Here's something I didn't know:
Born Augustus Owsley Stanley III in Kentucky on Jan. 19, 1935, he was the grandson of a Kentucky governor and son of a naval commander.
(According to the NYT Times, his grandfather was also a congressman and a Senator who was a vocal opponent of prohibition.)
On the first time he took acid:
He got his first taste of LSD in April 1964. "I remember the first time I took acid and walked outside," he told Rolling Stone in 2007, "and the cars were kissing the parking meters."
One of his labs was raided in 1967 and spent two years in a federal prison between 1970 and 1972,after the judge revoked his bond.
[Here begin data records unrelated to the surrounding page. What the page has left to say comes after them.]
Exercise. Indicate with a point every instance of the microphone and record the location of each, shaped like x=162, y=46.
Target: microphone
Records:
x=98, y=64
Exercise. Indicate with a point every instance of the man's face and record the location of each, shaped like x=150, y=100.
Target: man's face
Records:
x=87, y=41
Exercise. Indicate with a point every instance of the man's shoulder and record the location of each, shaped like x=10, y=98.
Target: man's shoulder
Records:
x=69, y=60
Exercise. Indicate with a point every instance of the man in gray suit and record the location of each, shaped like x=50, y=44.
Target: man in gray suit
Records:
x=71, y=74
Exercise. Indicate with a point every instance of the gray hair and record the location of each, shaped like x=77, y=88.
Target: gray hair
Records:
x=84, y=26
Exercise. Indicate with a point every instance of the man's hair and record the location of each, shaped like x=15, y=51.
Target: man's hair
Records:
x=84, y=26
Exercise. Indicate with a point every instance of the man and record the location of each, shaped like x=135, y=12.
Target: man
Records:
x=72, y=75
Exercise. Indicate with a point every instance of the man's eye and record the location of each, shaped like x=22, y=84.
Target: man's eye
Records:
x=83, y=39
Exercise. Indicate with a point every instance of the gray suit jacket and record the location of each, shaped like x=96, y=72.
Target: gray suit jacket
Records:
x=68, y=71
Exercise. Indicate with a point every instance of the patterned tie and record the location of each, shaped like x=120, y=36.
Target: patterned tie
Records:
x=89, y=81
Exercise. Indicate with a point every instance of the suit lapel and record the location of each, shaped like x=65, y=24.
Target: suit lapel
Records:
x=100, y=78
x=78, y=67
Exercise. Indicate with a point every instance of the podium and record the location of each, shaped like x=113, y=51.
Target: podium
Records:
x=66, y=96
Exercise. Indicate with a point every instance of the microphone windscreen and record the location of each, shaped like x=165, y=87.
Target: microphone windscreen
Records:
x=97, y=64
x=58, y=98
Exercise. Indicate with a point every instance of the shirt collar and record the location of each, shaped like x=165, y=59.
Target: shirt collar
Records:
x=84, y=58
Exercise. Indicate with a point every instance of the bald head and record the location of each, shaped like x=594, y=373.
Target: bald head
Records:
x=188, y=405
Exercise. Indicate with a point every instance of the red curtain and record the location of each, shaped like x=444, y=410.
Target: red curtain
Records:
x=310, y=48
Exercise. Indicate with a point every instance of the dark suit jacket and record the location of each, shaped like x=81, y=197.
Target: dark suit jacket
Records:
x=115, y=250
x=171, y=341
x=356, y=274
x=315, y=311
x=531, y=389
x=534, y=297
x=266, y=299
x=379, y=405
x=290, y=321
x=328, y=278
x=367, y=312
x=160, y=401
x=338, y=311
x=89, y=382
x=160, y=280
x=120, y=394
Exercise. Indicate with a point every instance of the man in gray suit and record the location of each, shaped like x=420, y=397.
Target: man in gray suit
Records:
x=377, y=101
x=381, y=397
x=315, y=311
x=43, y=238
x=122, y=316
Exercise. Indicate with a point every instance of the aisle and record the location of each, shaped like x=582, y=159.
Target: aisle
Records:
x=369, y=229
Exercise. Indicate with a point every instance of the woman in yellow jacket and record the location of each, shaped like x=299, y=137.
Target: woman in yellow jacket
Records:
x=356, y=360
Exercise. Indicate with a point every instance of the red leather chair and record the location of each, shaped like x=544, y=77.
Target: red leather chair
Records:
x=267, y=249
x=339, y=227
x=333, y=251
That's where he learned metalwork and jewelry making.
His wife sustained only minor injuries in the accident:
In addition to his wife, he is survived by sons Pete and Starfinder; daughters Nina and Redbird; eight grandchildren; and two great-grandchildren.
Another good read: The Arts Desk, RIP The Acid King. And the San Francisco Bay Guardian has a podcast with Wavy Gravy on Owsley.
He survived throat cancer in 2004 and a heart attack, which he believed came from eating broccoli and led him to switch to a diet heavy in meat. How sad that a traffic accident took his life. I wonder if otherwise, he wouldn't have lived to be 100.
As Ken Kesey famously said, "You're either on the bus or you're off the bus." Owsley was not only on the bus, but for a long time, its driver. R.I.P. Owlsley.